The interaction terms (i.e., bill_length_mm:speciesChinstrap and bill_length_mm:speciesGentoo) specify the species specific slopes given the other variables in the model. We can use our dummy variable trick again to interpret the coefficients correctly. In this instance we have one factor explanatory variable, Species, and one continuous explanatory variable, bill length (mm). As before, Adelie is our baseline reference.

Let’s assume we’re talking about the Adelie penguins, then our equation becomes (using the dummy variable technique)

\[\widehat{\text{bill_depth_mm}} = 11.409 + (0.179 \times \text{bill_length_mm}).\]

So, the (Intercept): Estimate term (\(\hat{\alpha}\)), again, specifies the height of the Adelie fitted line and the main effect of bill_length_mm: Estimate (\(\hat{\beta_1}\)) estimates the relationship (slope) between bill length (mm) and bill depth (mm) for the Adelie penguin. So, here for every 1mm increase in bill length (mm) for the Adelie penguins we estimate, on average, a 0.179mm increase in bill depth (mm).

Now, what about Gentoo penguins?

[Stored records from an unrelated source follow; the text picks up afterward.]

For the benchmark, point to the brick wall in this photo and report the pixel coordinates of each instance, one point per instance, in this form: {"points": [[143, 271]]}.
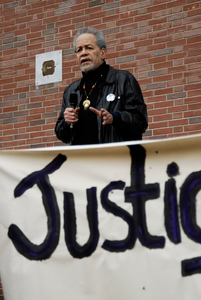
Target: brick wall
{"points": [[159, 41]]}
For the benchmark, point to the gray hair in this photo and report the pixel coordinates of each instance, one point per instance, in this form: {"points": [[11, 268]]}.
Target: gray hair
{"points": [[100, 38]]}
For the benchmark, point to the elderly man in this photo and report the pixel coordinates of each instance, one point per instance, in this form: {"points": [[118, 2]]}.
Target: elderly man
{"points": [[109, 103]]}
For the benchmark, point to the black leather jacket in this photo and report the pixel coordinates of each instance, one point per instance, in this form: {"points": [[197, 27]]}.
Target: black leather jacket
{"points": [[128, 103]]}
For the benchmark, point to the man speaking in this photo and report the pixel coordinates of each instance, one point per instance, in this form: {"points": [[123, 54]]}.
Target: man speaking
{"points": [[105, 105]]}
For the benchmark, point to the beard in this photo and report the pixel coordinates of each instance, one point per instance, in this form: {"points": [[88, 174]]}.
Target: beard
{"points": [[88, 68]]}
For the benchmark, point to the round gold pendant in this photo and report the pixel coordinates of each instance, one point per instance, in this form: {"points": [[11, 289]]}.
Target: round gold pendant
{"points": [[86, 104]]}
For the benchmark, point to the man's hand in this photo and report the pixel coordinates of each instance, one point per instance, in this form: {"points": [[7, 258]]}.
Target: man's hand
{"points": [[103, 114], [71, 115]]}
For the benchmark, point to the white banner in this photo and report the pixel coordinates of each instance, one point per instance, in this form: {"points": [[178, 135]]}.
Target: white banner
{"points": [[118, 221]]}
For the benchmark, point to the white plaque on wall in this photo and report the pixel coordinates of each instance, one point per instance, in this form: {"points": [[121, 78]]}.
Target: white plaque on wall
{"points": [[48, 67]]}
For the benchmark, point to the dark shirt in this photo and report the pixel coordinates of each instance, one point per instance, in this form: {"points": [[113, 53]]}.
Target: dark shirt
{"points": [[86, 127]]}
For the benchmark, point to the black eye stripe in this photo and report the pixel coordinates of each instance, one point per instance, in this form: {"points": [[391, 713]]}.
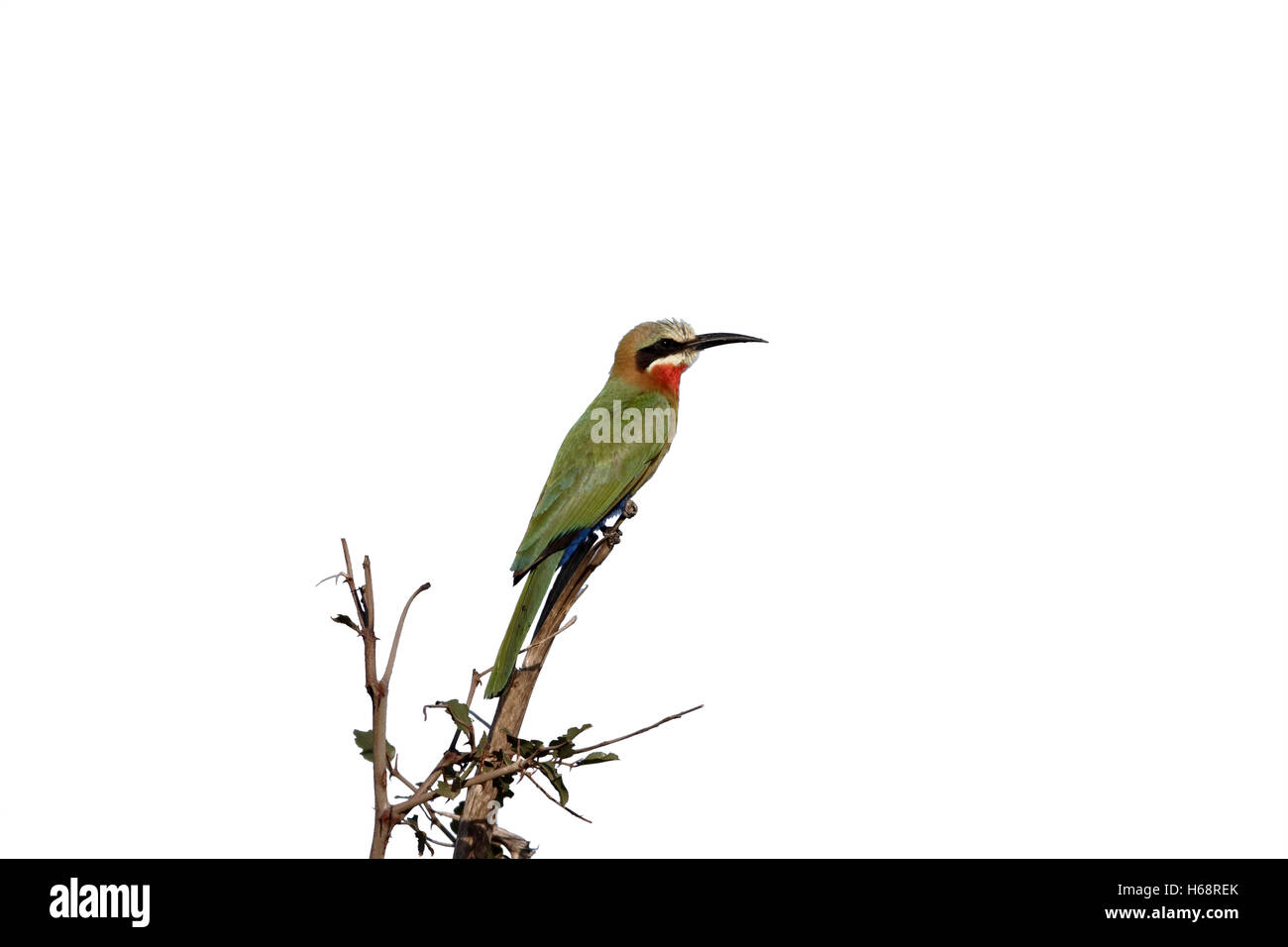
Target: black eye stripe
{"points": [[660, 348]]}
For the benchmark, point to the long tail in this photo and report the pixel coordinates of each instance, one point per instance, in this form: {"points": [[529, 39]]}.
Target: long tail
{"points": [[524, 611]]}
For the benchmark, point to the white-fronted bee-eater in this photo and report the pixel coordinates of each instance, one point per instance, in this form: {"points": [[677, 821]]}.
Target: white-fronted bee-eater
{"points": [[608, 455]]}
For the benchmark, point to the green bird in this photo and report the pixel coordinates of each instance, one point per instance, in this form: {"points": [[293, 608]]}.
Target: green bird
{"points": [[606, 457]]}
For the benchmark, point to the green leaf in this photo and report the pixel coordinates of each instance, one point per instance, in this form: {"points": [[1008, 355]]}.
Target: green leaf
{"points": [[555, 780], [366, 741], [571, 735], [460, 714], [597, 758]]}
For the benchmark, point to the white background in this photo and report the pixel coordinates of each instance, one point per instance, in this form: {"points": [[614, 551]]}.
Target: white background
{"points": [[983, 556]]}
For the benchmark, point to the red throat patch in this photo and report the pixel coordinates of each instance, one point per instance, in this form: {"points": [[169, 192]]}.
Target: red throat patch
{"points": [[669, 376]]}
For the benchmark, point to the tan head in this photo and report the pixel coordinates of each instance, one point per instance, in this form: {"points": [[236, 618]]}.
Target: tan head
{"points": [[655, 355]]}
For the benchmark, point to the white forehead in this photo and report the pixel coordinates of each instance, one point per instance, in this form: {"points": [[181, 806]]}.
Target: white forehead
{"points": [[678, 330]]}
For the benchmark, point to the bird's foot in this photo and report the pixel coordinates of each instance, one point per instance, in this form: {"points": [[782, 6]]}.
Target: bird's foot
{"points": [[613, 534]]}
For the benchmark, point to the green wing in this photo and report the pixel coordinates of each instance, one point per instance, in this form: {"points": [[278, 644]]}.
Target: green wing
{"points": [[589, 479]]}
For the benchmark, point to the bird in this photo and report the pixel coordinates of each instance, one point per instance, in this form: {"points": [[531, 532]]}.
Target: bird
{"points": [[608, 454]]}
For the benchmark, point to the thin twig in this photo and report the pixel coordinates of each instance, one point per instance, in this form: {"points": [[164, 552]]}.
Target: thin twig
{"points": [[645, 729]]}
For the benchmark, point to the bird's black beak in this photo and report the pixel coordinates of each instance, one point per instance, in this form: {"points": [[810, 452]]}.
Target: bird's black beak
{"points": [[711, 339]]}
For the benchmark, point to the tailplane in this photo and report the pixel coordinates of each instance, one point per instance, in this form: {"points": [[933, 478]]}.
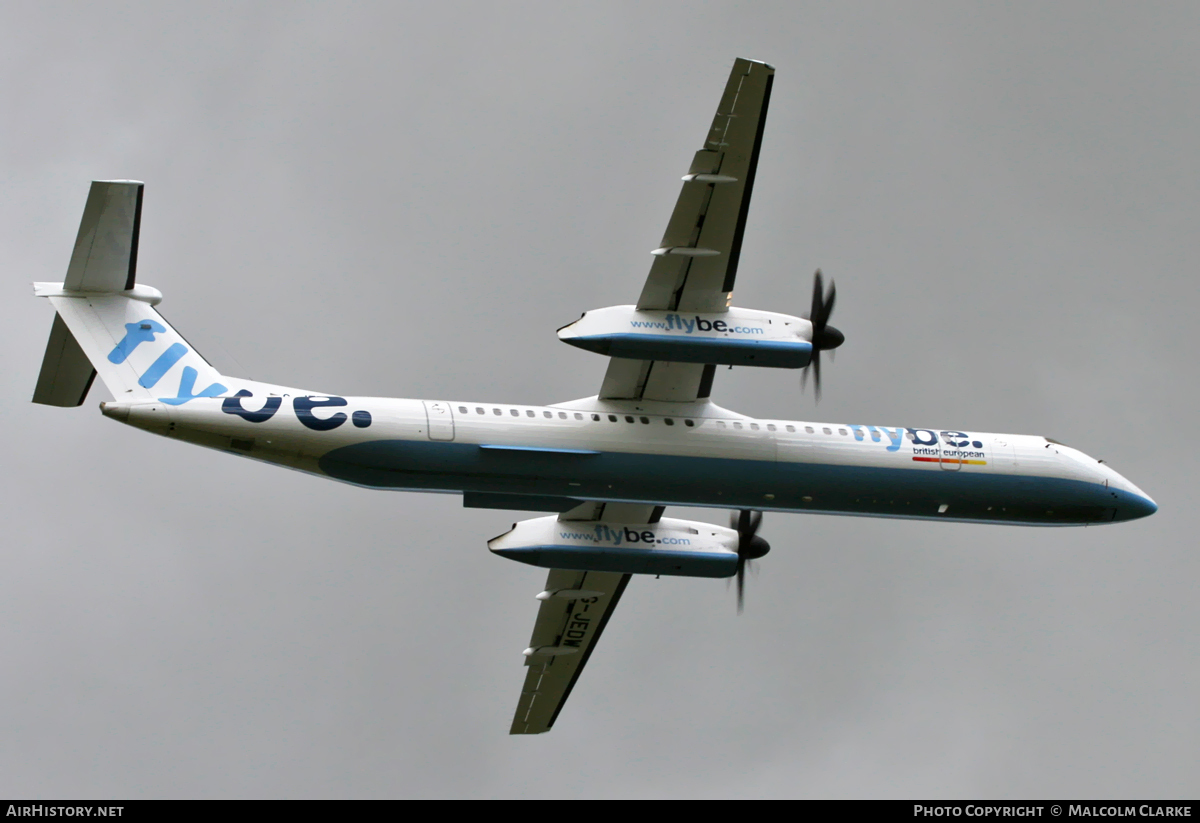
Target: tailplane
{"points": [[107, 324]]}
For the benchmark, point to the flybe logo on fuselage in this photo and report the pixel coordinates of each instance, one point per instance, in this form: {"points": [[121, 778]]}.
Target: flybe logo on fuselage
{"points": [[688, 325], [136, 334], [927, 445]]}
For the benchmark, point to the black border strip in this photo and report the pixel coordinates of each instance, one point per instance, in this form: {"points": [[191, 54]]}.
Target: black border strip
{"points": [[731, 270]]}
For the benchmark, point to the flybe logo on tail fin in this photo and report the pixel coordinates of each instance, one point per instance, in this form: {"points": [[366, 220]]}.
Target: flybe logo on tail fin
{"points": [[136, 334]]}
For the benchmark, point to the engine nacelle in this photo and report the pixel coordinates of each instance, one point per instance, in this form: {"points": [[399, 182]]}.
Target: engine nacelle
{"points": [[737, 337], [667, 547]]}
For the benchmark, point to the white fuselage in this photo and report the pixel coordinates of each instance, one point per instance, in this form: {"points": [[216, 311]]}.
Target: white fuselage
{"points": [[666, 454]]}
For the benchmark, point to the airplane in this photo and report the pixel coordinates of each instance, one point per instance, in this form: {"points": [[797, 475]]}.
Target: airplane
{"points": [[605, 467]]}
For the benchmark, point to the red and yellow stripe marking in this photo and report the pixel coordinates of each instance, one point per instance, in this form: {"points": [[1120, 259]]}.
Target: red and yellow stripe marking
{"points": [[951, 460]]}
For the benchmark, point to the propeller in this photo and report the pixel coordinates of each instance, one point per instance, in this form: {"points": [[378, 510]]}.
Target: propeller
{"points": [[825, 336], [750, 545]]}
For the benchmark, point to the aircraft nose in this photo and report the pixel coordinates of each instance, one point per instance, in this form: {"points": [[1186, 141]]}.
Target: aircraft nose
{"points": [[1134, 506]]}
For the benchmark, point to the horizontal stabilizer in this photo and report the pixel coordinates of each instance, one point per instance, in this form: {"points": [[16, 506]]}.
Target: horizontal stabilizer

Our equation then becomes

\[\widehat{\text{bill_depth_mm}} = 11.409 + (0.179 \times \text{bill_length_mm}) + (-6.158) + (0.026 \times \text{bill_length_mm}).\]

which simplifies to

\[\widehat{\text{bill_depth_mm}} = 5.251 + (0.205 \times \text{bill_length_mm}).\]

The estimated Gentoo-specific intercept term (y-axis line height) is therefore \(\hat{\alpha} + \hat{\beta_3} = 11.409 + (-6.158) = 5.251.\) The Gentoo-specific bill length (mm) slope is then \(\hat{\beta_1} + \hat{\beta_5} = 0.179 + 0.026 = 0.205.\) So, for every 1mm increase in bill length (mm) for the Gentoo penguins we estimate, on average, a 0.205mm increase in bill depth (mm), a slightly steeper slope than for the estimated Adelie relationship (i.e., we estimate that as Gentoo bills get longer their depth increases at a, slightly, greater rate than those of Adelie penguins).

In summary, the main effect of species (i.e., speciesChinstrap: Estimate and speciesGentoo:Estimate ) again give the shift (up or down) of the lines from the Adelie level. However, these lines are no longer parallel (i.e., each species of penguin has a different estimated relationship between bill length and bill depth)!

But, now we’ve specified this all singing and dancing interaction model we might ask are the non-parallel lines non-parallel enough to reject the parallel line model? Look at the plot below; what do you think?

Other possible relationships

Let’s assume that we have the same data types as above, specifically, a continuous response (\(y\)) and one factor (\(f\), with two levels \(A\) and \(B\)) and one continuous (\(x\)) explanatory variable. Assuming that \(A\) is the baseline for \(f\) the possible models are depicted below.

Note that models III and V are forced to have the same intercept for both levels of \(f\). In addition, when you have no main effect of \(x\), models IV and V, then the model is forced to have no effect of \(x\) for the baseline level of \(f\) (in this case \(A\)).